Les infirmières et le médecin bulgares sont arrivés ce mardi matin à Sofia, en Bulgarie, et ont été graciés par le président Guéorgui Parvanov. Après plus de huit ans de détention, les six soignants ont enfin retrouvé leurs proches, grâce à des accords humanitaires et commerciaux conclus entre l’Europe et la Libye.
Leurs proches n’y croyaient pratiquement plus, mais, finalement, le grand jour est arrivé. Les cinq infirmières et le médecin bulgares sont arrivés ce mardi matin à l’aéroport de Sofia, à bord d’un avion présidentiel français. La justice libyenne les avait condamnés à trois reprises pour avoir inoculé le virus du sida à plus de 400 enfants de l’hôpital Benghazi – une accusation qu’ils nient. La dernière peine capitale avait été commuée en prison à vie par la plus haute juridiction du pays. Les soignants devaient donc purger leur peine une fois dans leur pays. Mais, dès leur arrivée, le président Guéorgui Parvanov les a graciés.
48 heures chrono
« Normalement, on ne peut pas le faire. Cela étant, la procédure d’extradition était sortie du cadre juridique pour devenir purement politique. Il n’y avait donc pas de raison de revenir en arrière. Sur le plan technique, c’est une bonne chose puisque c’est favorable aux accusés », explique Antoine Alexiev, l’un des avocats de Kristiana Valtcheva, Nassia Nenova, Valentina Siropoulo, Valia Tcherveniachka, Snejana Dimitrova et du docteur d’origine palestinienne Achraf Joumaa Hajouj. Après plus de huit ans dans les geôles libyennes, ils sont donc tous libres. Un « geste d’humanité de la Libye », ont salué le chef de l’Etat français Nicolas Sarkozy et le président de la commission européenne, José Manuel Barroso, dans un communiqué de la commission européenne et de l’Elysée.

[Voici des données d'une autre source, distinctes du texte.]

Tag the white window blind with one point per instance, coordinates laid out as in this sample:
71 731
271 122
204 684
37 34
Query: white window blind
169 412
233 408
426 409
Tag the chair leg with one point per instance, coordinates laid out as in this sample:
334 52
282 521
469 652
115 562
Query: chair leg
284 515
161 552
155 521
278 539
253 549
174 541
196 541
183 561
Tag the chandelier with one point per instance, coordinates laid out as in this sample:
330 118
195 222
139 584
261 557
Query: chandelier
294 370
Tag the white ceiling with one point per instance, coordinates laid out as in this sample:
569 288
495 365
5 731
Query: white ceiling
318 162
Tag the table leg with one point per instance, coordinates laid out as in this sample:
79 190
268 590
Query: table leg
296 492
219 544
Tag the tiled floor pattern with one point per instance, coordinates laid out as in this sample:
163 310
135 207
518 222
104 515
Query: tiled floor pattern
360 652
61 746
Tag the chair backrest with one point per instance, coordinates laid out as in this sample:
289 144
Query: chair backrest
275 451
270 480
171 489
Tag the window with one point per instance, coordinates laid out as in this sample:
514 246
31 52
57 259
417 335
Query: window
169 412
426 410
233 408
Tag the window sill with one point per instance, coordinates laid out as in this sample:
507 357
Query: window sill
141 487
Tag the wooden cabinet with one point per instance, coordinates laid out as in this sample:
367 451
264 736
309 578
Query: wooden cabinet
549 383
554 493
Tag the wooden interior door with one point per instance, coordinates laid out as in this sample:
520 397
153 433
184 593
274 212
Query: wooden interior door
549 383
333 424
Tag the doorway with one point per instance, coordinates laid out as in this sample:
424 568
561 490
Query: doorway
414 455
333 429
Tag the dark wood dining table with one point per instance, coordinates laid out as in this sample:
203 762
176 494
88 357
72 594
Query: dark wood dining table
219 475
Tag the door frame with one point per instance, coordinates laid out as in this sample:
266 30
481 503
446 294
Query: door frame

Les dernières 48 heures ont été cruciales dans ce dénouement, pour lequel le Qatar, médiateur dans ce dossier, a joué un rôle important. Il aurait notamment fait un « geste humanitaire » décisif, a laissé entendre Nicolas Sarkozy pendant une conférence de presse, mardi, à l’Elysée. Le secrétaire général de la présidence française, Claude Guéant, la première dame française, Cécilia Sarkozy, et la commissaire européenne aux affaires extérieures, Benita Ferrero-Waldner, s’étaient rendus dimanche en Libye pour négocier l’extradition des personnels de santé. Des négociations tendues qui, jusqu’au dernier moment, ont laissé planer le doute quant à l’issue des pourparlers.
Accords humanitaires et commerciaux
Finalement, la Libye et l’Union européenne ont accordé leurs violons. Tripoli a obtenu des garanties pour la prise en charge des enfants contaminés par le sida et la réfection de l’hôpital de Benghazi. Aussi, le riche pays maghrébin réintégrera au fur et à mesure la communauté internationale à travers des accords de coopération avec l’Europe. Il est entre autres question, d’après la BBC, d’ouvrir le marché des 27 aux produits agricoles et halieutiques libyens.
Nicolas Sarkozy a indiqué qu’un accord franco-libyen éventuel qui aiderait la Libye à acquérir le nucléaire civil n’avait « absolument rien à voir » avec cette affaire. Mais le réseau d’associations français Sortir du Nucléaire souligne dans un communiqué que « promouvoir le nucléaire, et tenter d’étendre cette technologie sur la planète, est de façon générale une très mauvaise chose pour l’environnement », mais que « fournir de la technologie nucléaire à un dictateur est encore plus irresponsable ».
Lors de la conférence de presse à l’Elysée, Nicolas Sarkozy a assuré que « ni l’Europe, ni la France n’a versé une contribution financière à la Libye », « au-delà du protocole d’accord », pour obtenir la libération des infirmières et du médecin. Interrogé par une journaliste sur le fait que Bernard Kouchner, ministre des Affaires Etrangères, n’ait pas été dépêché en Libye, le chef de l’Etat a répondu qu’il avait été associé au dossier mais qu’il en traitait d’autres, comme le Darfour ou le Liban. Et de préciser qu’il pensait que son épouse, « qui ne fera aucune déclaration sur le sujet », « pouvait mener une action utile ». Ce qu’elle a, selon lui, fait avec « humanité » et « brio ». Reste que ce n’est pas sa femme mais Bernard Kouchner qui accompagnera Nicolas Sarkozy, mercredi, en Libye, pour une rencontre politique.